In this series, the correlation coefficients of the WHOC were higher than LC for laryngeal pre-neoplastic lesions. The wkappa values of LC, WHOC and SINC were not different. These kappa values were in concordance with the previous findings, yielding fair, nearly moderate agreement (wkappa = 0.40) by WHOC. Both LC and SINC results showed moderate agreement (wkappa = 0.42 and 0.42, respectively), but there was no difference between these three classifications.

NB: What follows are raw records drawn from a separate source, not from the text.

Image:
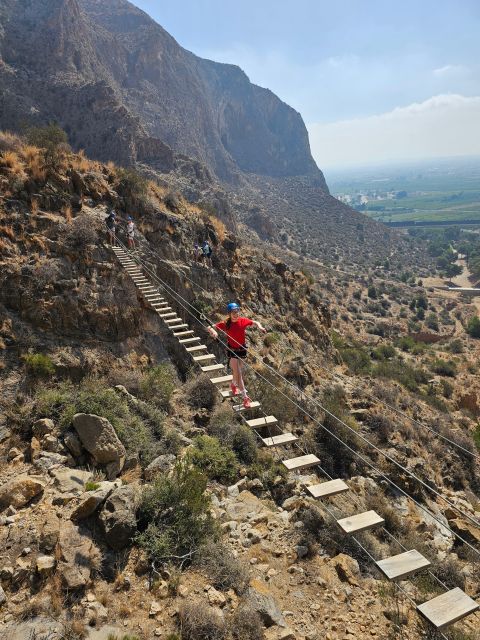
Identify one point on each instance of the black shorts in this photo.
(240, 352)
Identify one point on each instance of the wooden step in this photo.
(275, 441)
(212, 367)
(360, 522)
(261, 422)
(221, 379)
(402, 565)
(238, 408)
(326, 489)
(198, 347)
(204, 358)
(448, 608)
(228, 394)
(302, 462)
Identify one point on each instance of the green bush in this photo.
(404, 373)
(444, 368)
(222, 568)
(158, 384)
(384, 352)
(215, 460)
(473, 327)
(39, 365)
(174, 516)
(140, 436)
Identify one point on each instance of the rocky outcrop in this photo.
(19, 491)
(101, 441)
(118, 518)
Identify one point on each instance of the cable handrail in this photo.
(368, 463)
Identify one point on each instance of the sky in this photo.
(375, 80)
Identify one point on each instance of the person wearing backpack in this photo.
(131, 233)
(234, 327)
(207, 253)
(111, 223)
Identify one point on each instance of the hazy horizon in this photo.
(375, 82)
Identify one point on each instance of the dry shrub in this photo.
(9, 141)
(198, 621)
(8, 232)
(222, 568)
(219, 227)
(246, 624)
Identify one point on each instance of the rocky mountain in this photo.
(124, 90)
(119, 83)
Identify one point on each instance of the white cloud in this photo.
(450, 71)
(443, 125)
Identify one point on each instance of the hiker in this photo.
(234, 326)
(111, 223)
(131, 233)
(207, 253)
(197, 252)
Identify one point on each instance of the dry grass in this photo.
(219, 227)
(7, 232)
(11, 160)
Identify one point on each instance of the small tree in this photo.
(473, 327)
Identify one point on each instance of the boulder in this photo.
(91, 500)
(78, 554)
(49, 533)
(42, 427)
(45, 565)
(99, 439)
(162, 464)
(20, 490)
(347, 568)
(118, 518)
(68, 480)
(262, 601)
(73, 444)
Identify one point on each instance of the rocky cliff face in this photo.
(115, 79)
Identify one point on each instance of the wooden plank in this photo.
(448, 608)
(212, 367)
(326, 489)
(262, 422)
(221, 379)
(402, 565)
(238, 408)
(302, 462)
(199, 347)
(360, 522)
(275, 441)
(204, 357)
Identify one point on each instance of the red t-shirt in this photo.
(236, 332)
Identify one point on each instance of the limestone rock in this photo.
(262, 601)
(45, 565)
(91, 500)
(347, 569)
(162, 464)
(118, 517)
(42, 427)
(99, 438)
(68, 480)
(78, 554)
(20, 490)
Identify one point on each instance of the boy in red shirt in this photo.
(235, 326)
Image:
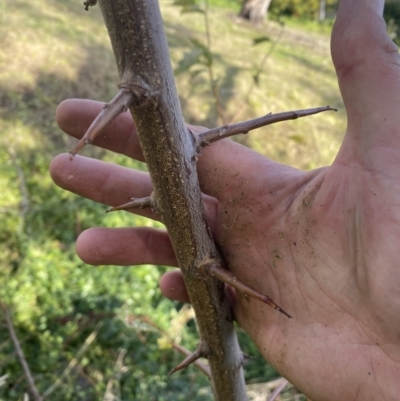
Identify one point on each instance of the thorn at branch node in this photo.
(112, 110)
(215, 134)
(136, 203)
(228, 278)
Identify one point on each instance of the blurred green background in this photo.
(106, 333)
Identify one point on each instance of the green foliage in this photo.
(105, 329)
(307, 9)
(392, 18)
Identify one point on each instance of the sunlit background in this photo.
(106, 333)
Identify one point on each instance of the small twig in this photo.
(228, 278)
(278, 390)
(73, 361)
(135, 203)
(112, 110)
(215, 134)
(200, 365)
(201, 352)
(118, 370)
(21, 357)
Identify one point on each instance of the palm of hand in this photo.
(322, 244)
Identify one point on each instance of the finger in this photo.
(102, 182)
(74, 116)
(125, 247)
(173, 287)
(368, 67)
(111, 184)
(220, 166)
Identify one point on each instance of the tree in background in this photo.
(256, 10)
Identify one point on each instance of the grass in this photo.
(298, 74)
(50, 51)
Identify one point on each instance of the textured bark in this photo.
(255, 10)
(136, 31)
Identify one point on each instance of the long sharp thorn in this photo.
(228, 278)
(135, 203)
(187, 361)
(118, 105)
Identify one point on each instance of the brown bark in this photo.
(147, 88)
(136, 31)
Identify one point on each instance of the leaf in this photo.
(261, 39)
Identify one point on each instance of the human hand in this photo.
(322, 244)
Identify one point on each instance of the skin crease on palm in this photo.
(323, 244)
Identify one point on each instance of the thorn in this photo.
(110, 111)
(228, 278)
(215, 134)
(135, 203)
(201, 352)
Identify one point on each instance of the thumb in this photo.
(367, 63)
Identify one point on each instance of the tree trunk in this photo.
(140, 48)
(255, 10)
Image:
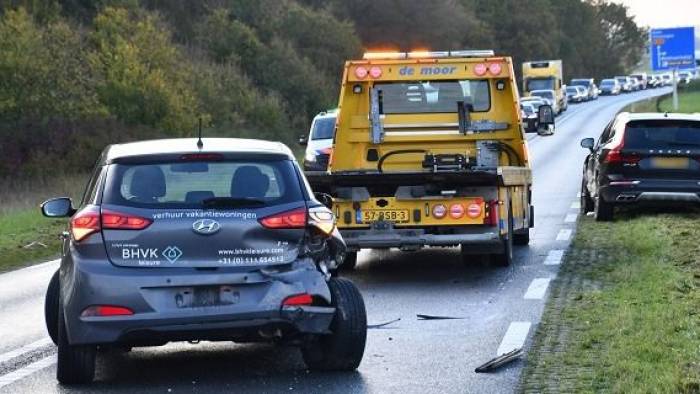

Previous studies have suggested that the molecular basis for LC classification for laryngeal neoplastic progression is stronger than for the others [2124]. This series presents data about IA of WHOC, and novel information about LC and SINC of laryngeal pre-neoplastic lesions. We could not achieve good IA wkappa values by any of the three most favored classifications for preneoplastic laryngeal lesions, in agreement with the previous findings. These results probably point to requirements for the improvement of classifications or pathologists, or even better, both. Although the MCC of WHOC was higher as the wkappa were not significantly different, the findings in this series were not in favor of any of the classifications for better IA for laryngeal lesions.